Updated by Neha Ojha almost 2 years ago
MDS=0 MGR=1 OSD=3 MON=1 ../src/vstart.sh -n -x --without-dashboard on 8b396522d8f88c9cd58b82a0d35b943dc6744dce works fine
cluster: id: 04c66153-65f4-4d02-970f-8db9661183f0 health: HEALTH_OK services: mon: 1 daemons, quorum a (age 34s) mgr: x(active, since 28s) osd: 3 osds: 3 up (since 8s), 3 in (since 22s) data: pools: 1 pools, 1 pgs objects: 2 objects, 449 KiB usage: 3.0 GiB used, 300 GiB / 303 GiB avail pgs: 1 active+clean
MON=2 MDS=3 OSD=2 RGW=0 MGR=1 ../src/vstart.sh -b --without-dashboard works fine too
cluster: id: 04c66153-65f4-4d02-970f-8db9661183f0 health: HEALTH_OK services: mon: 1 daemons, quorum a (age 12s) mgr: x(active, since 7s) osd: 3 osds: 3 up (since 4s), 3 in (since 2m) data: pools: 1 pools, 1 pgs objects: 2 objects, 577 KiB usage: 3.0 GiB used, 300 GiB / 303 GiB avail pgs: 1 active+clean
Updated by Neha Ojha almost 2 years ago
Radek was unable to reproduce it as well https://gist.github.com/rzarzynski/c1197842aed9f0bfae63fa77bc1afd11
Updated by Luis Henriques almost 2 years ago
Thanks a lot for your help.
I've added some debug code and it looks like the crash is happening in file libcephsqlite.cc, function parsepath(). Basically, the following line is the responsible for the crash:
static const std::regex re1{"^/*(\\*[[:digit:]]+):([[:alnum:]-_.]*)/([[:alnum:]-._]+)$"};
I think the latest upgrade I've done in this box also updated the compiler to gcc-12, so maybe there's some bug triggered by it (or maybe even in the libstdc...).

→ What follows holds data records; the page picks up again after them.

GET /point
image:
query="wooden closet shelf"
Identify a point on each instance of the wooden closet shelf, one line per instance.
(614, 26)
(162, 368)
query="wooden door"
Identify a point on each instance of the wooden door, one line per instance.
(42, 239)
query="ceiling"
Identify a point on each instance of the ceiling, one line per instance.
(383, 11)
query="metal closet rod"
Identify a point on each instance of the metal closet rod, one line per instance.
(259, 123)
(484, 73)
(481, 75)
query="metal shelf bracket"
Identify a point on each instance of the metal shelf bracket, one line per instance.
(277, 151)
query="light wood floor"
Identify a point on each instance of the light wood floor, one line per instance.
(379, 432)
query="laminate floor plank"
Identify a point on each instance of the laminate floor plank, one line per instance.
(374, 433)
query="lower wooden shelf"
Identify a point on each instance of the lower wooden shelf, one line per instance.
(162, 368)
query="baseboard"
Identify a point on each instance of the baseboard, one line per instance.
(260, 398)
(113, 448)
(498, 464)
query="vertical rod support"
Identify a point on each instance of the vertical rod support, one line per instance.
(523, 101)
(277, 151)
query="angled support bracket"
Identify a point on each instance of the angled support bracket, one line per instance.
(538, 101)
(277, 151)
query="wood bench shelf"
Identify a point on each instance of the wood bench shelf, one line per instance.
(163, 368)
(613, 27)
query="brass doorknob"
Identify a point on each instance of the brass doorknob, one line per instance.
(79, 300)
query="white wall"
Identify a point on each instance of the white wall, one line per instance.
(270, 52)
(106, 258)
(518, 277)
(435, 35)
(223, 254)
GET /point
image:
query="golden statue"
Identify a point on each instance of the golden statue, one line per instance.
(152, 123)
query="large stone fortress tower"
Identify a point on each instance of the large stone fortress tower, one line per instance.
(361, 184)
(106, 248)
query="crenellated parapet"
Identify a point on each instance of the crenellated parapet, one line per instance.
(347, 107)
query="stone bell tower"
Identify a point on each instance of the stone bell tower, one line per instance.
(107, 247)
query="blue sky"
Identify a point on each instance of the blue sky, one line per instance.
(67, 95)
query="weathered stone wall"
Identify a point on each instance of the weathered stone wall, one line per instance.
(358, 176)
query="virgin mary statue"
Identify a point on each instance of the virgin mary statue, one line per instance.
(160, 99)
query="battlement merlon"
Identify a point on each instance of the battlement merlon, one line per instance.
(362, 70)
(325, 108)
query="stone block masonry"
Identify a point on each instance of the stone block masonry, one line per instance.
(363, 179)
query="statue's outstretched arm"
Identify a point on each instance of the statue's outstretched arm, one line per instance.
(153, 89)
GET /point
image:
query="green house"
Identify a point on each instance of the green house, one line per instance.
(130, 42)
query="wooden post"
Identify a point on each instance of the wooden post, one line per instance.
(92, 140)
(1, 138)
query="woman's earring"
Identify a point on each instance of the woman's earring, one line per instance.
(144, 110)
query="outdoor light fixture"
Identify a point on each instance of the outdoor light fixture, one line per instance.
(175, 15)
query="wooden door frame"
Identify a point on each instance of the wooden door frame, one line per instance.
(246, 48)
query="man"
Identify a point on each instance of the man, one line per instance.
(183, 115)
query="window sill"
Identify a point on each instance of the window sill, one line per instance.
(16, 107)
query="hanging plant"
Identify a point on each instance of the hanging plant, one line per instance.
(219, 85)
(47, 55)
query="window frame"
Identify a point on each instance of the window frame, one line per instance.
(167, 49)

Updated by Luis Henriques almost 2 years ago
Ok, looks like it's a gcc12 issue. Here's a small program I've wrote:
#include <regex>
#include <iostream>
int main()
{
try {
std::regex re{"^/*(\\*[[:digit:]]+):([[:alnum:]-_.]*)/([[:alnum:]-._]+)$"};
}
catch (const std::regex_error& e) {
std::cout << "regex_error caught: " << e.code() << " => " << e.what() << '\n';
}
}
It works fine if I compile it with gcc11, but it triggers an exception with gcc12:
regex_error caught: 8 => Invalid start of '[x-x]' range in regular expression
I'll go back and try to compile ceph with gcc-11; hopefully that'll allow me to run vstart clusters again.
Updated by Luis Henriques almost 2 years ago
FWIW, I can't reproduce the issue when compiling with gcc-11. So, something changed (libstd?) that broke this regex.
Updated by Patrick Donnelly almost 2 years ago
- Is duplicate of Bug #55304: libcephsqlite: crash when compiled with gcc12 cause of regex treating '-' as a range operator added
Updated by Patrick Donnelly almost 2 years ago
- Status changed from New to Duplicate